How would we go about altering the culture of hiring to stop favoring the fast talkers with delusions of self grandeur and start favoring the cautious, reserved, self effacing individuals? Is such a thing even possible?
Ditch interviews altogether -- except for jobs where talking to the public is key -- and rely entirely on resumes and references.
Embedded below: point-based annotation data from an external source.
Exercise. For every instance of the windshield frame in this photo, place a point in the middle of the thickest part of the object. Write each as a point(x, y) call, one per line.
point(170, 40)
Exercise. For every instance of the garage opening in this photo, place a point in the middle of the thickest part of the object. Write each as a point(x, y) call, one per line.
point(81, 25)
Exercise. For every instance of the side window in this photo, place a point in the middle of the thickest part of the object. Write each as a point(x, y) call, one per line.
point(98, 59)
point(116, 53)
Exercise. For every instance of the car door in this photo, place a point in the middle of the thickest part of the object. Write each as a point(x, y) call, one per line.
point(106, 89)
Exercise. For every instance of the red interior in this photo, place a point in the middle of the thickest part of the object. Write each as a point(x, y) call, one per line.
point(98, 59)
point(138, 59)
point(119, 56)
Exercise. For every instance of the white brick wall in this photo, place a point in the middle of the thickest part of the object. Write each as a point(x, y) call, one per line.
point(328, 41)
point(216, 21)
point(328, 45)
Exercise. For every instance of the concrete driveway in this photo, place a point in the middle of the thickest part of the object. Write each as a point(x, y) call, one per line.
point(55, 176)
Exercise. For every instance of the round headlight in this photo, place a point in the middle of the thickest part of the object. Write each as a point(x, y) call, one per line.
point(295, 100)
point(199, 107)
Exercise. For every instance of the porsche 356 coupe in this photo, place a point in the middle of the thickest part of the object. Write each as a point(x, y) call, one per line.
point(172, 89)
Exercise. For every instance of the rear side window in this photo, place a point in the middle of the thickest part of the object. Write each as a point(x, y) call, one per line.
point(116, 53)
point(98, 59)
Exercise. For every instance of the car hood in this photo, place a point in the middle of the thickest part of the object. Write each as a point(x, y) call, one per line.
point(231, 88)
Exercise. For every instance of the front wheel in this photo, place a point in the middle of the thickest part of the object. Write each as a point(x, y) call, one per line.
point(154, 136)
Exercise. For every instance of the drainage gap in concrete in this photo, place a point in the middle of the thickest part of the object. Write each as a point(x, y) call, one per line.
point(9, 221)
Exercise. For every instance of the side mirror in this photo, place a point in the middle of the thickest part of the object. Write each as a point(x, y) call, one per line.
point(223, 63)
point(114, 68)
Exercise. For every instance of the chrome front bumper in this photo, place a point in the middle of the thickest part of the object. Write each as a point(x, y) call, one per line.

Even resumes are not necessarily going to give you the best candidate.We had an assistant principal who loved the kids and the staff, and who was loved by them. He helped teachers improve their practice, helped kids avoid negative behaviors, supported every aspect of the school program, etc. (And he had degrees and excellent references from current staff and from his previous district.His opponent (if you will) was a Brit who'd been Headmaster of Gonzaga College HS in DC (yes, he was a priest-- though he left the Jesuits before applying to our CT district)... he had a masters in geography from somewhere (McGill, I think) and a piece of paper from a 6-week "how to be an administratro" course-- but the piece of paper said either Oxford or Cambridge (I cannot remember at this distance).The Board of Education ignored his total ignorance of how public schools operate as revealed in his interview, ignored the candid, engaged interview with the assistant principal, and went with the piece of paper-- b/c of the "prestige" of Oxbridge in this upper-middle-class suburb.He was the worst principal in my almost 40 years of public school teaching. He was terrified of assertive women... he would cringe when he saw us coming. He lasted not quite two school years before fleeing back to the priesthood and the parochial schools. He moved to Long Island to be assistant principal in a Catholic junior high school.